No, now adrift from people one more time, all he can do is gaze wistfully at Inara’s back, clearly already regretting his boyish antics. You can infer an attraction of course, that’s more than likely the point, but as Firefly and its film sequel will show, a running theme for Mal is his tendency, eventually, to force people away from him through his ill-thought out actions, and to regret those actions but do little to alleviate them. Inara in the series, Book, Simon and River in Serenity, they’ll all feel the same sting. It’s too easy to view Mal’s gaze as just a romantic pining I feel: it’s the look of a man who is more basically lonely.
Lastly, I’d like to talk about Mal and Jayne. In the first half of “Serenity”, they share a few scenes. The first few don’t really show us anything important about their relationship really. At Badger’s den, Jayne nearly causes a large amount of violence to erupt, but things are calmed down. As they head back to the ship, Jayne complains about the situation, and Mal basically tells him to stop talking, though he openly agrees with Jayne’s assessment. So far, while Mal is clearly the leader and Jayne’s boss, we’ve seen nothing to really indicate a firm hierarchy between them.
But then comes the dinner table scene. Jayne makes his thoughtless comment. And Mal’s reaction is a crucial moment, both for Mal and Jayne as characters, and for defining their relationship. Mal tells Jayne to “keep a civil tongue”. Jayne pushes back. Mal tells Jayne to “walk away from this table”, cutting him off, with the sternest possible look in his eye.
And Jayne walks. And without another word too.
See, this kind of characterisation and story-telling seems so simple, so it is frustrating why I don’t see more of it. Jayne has already been established as a tough, violent, gun-toting muscle man with a crude mouth and bad impulse control. But when Mal tells him to leave, he barely hesitates. He grumbles and makes sure to grab some food, but he leaves without any further discussion. There’s the hierarchy made plain. And there is Mal, made to look incredibly powerful in a character sense, somebody that Jayne actually fears, or respects in an odd way. The audience can immediately wonder why, and later in the series Mal’s superiority to Jayne will become much more overtly clear. But for this moment, all that we need to see to get the point is Mal making an order that leaves Jayne more than a little humiliated in front of the others, and Jayne following it without any repulse.

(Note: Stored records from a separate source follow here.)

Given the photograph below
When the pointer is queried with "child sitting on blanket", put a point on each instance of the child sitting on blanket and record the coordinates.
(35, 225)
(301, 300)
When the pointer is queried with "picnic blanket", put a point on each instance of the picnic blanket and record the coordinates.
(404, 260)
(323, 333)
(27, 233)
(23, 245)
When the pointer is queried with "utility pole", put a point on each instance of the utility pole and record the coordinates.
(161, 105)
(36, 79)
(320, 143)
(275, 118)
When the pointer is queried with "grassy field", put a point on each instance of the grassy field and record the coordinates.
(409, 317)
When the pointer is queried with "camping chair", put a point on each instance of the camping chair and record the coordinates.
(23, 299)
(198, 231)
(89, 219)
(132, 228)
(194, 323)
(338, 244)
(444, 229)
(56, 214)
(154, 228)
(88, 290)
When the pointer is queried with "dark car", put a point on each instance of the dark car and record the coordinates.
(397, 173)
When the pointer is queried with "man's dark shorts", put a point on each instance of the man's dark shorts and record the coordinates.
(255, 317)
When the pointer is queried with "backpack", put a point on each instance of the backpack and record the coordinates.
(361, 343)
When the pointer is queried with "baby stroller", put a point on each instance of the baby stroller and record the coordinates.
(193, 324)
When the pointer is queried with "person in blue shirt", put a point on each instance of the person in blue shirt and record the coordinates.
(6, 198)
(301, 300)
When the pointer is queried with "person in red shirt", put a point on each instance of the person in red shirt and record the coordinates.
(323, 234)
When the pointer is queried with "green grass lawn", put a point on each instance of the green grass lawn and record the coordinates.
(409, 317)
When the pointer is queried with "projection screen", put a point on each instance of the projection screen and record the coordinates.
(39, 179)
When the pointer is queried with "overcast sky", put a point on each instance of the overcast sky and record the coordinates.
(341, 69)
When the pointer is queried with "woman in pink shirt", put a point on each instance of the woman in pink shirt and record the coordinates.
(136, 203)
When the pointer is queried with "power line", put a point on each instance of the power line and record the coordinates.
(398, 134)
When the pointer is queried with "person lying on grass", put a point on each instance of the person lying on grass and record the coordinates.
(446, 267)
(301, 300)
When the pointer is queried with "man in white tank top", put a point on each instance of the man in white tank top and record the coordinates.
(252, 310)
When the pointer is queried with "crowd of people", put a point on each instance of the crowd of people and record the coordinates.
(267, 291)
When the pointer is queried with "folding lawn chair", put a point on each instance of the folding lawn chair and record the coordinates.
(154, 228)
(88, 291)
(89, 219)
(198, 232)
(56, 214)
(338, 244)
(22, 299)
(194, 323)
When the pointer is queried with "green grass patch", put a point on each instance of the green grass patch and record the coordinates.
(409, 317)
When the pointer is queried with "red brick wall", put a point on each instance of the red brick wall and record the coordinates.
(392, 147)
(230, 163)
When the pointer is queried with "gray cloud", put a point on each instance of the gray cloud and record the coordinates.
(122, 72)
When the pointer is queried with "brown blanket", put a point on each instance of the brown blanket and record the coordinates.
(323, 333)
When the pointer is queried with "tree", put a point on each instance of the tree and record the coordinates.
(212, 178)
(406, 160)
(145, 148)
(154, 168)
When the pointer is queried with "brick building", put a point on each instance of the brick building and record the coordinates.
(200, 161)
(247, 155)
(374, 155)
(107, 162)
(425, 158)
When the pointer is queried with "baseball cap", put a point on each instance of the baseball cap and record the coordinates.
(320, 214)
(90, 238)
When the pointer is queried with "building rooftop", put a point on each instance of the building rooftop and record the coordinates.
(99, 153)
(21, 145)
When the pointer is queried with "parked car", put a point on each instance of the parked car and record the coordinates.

The four examples I’ve chosen have a lot to do with looks. Kaylee’s look at Simon, her embarrassed face later. Jayne’s laughter at Kaylee, and his later concern. Mal’s look back at Inara after the taunting is over. Mal’s authoritative look at Jayne. Looks are important. They can show far more than any long stream of expository dialogue. They can make or break characters, and relationships. And in Firefly, they make them.